As I write this, the US Food and Drug Administration (FDA) has just published its long-awaited final guidelines for over-the-counter (OTC) hearing aids. There’s a lot of buzz about this development because it should make effective hearing aids more affordable. But it’s also going to revolutionize the headphone industry—and in ways that might not be good for the listener.
Many of these OTC hearing aids feature a self-administered hearing test, in which the user responds to a set of test tones played from a smartphone app. After the test is done, the app uploads a correction curve for each ear into the hearing aids. The idea is that the hearing aids, used with the correction curve, will compensate for the flaws in the user’s hearing and allow them to understand voices better.
Not surprisingly, some companies saw the commercial potential in creating and licensing the technology behind these tests, so that audio manufacturers—few of whom are hearing experts—could add hearing correction to their products without investing the time and money to develop the technology themselves. We’ve already seen this here on SoundStage! Solo, in my recent reviews of the PSB M4U 8 MKII headphones (which use Audiodo) and the Beyerdynamic Free Byrd earphones (which use Mimi).

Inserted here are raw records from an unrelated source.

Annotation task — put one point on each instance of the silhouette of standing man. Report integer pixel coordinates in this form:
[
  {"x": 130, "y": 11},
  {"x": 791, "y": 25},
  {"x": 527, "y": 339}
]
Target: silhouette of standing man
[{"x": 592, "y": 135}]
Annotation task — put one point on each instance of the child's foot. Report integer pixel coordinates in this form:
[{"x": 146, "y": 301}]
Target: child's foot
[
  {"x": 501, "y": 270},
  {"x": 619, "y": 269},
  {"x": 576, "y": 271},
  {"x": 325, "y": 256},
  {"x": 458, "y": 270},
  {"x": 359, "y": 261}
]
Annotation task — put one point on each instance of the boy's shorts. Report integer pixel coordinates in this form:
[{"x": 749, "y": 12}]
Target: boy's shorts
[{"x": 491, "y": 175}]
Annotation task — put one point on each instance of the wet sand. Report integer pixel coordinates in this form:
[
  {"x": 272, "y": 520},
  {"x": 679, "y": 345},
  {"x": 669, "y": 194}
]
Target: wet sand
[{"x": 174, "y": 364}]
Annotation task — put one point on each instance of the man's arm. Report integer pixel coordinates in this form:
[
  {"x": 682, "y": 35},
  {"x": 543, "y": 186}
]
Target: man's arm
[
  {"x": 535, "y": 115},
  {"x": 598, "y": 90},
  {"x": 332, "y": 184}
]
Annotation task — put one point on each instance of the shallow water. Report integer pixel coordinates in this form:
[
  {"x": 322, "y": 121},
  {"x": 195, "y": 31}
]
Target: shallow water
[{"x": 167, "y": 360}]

For headphones and earphones that incorporate digital signal processing and are controlled through an app, adding these technologies usually isn’t difficult. But there’s a big problem—surmountable, but undeniable—with doing hearing correction in headphones.
When any correction is applied to an audio system, such as for hearing correction or room correction, there has to be a target curve: a response that will produce the desired effect for the user. For example, in a hearing aid, the target curve is almost always a boost in the upper mids and lower treble—somewhere in the range between about 1 and 5kHz—that amplifies voices relative to most environmental sounds, and also compensates for the so-called “noise notch,” a dip in hearing acuity around 4kHz that often occurs with people who have experienced long-term exposure to loud sounds.

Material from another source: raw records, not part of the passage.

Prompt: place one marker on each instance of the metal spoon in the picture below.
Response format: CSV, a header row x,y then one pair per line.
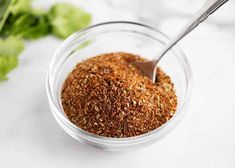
x,y
149,67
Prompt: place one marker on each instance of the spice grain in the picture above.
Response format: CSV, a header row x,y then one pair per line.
x,y
108,96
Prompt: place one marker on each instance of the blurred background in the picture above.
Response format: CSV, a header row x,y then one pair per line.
x,y
206,136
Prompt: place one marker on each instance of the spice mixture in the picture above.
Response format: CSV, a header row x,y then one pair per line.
x,y
108,96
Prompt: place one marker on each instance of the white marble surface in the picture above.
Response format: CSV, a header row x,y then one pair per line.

In headphones and earphones with hearing correction, the goal isn’t usually to improve voice comprehension, but merely to make music sound better. The hearing-compensation technology can be made to adjust the sound to a target curve that matches the headphones’ or earphones’ response before compensation—e.g., if you have a half-octave-wide, -10dB deficiency in hearing in your left ear at 4kHz, the technology boosts the response by 10dB at 4kHz across that half octave in the left ear and does nothing else.

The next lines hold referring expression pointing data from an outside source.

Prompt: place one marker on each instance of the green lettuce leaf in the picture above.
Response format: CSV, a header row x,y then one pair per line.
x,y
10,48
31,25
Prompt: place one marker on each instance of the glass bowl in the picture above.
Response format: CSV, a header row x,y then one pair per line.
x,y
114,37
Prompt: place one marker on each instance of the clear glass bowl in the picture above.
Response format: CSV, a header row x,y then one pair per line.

But based on my reviews of the Beyerdynamic Free Byrds and personal sound amplification products (PSAPs) such as the NuHeara IQBuds2 Maxes and Olive Union Olive Pros, it appears to me that it’s more common for the target curve to be based on a supposedly ideal response, with no reference to the “native” acoustical tuning of the headphones or earphones. The question is, what is that ideal response? Is it the Harman curve? The new Knowles earphone curve (basically Harman curve with boosted response above 5kHz)? Crinacle’s IEF Neutral Target? Or one of the literally thousands of other curves exhibited by headphones and earphones now on the market? In these cases, the sound is dictated primarily by the choice of the target curve. This decision might be based on scientific research and hundreds of formal listening tests. Or it might be based on the ideas of engineers who have little apparent familiarity with user-preference research.
I certainly experienced this problem with the Free Byrds. On their own, I thought they were one of the best-sounding sets of true wireless earphones I’ve heard. But when I took the hearing test and allowed their Mimi technology to tune the response to its target curve, the Free Byrds sounded overwhelming in the bass and also exhibited an annoying spike in treble response. Whoever performed the acoustical tuning and initial DSP tuning of the Free Byrds did a fantastic job—but then they effectively handed the keys to their earphones over to another company, allowing that company’s engineers to decide how the earphones should sound.
As hearing-compensation technology proliferates, I expect that many manufacturers will try to stay competitive simply by licensing a third-party technology and allowing that technology to impose its own target curve. But when this happens, in a sense, you’re no longer buying, say, an AKG or Sony product—you’re buying into the licensing company’s idea of what good sound should be. And as we all know by now, there are a lot of people in the audio business who have some pretty weird ideas of what constitutes good sound.
I’m happy to see the growth in hearing-compensation technologies, because they have the potential to improve listening—and life!—for millions of people. But in order for these technologies to deliver a satisfying experience, headphone manufacturers will each have to ensure that their signature sound—and the years of work they spent developing that sound—isn’t discarded in the rush to add a new feature.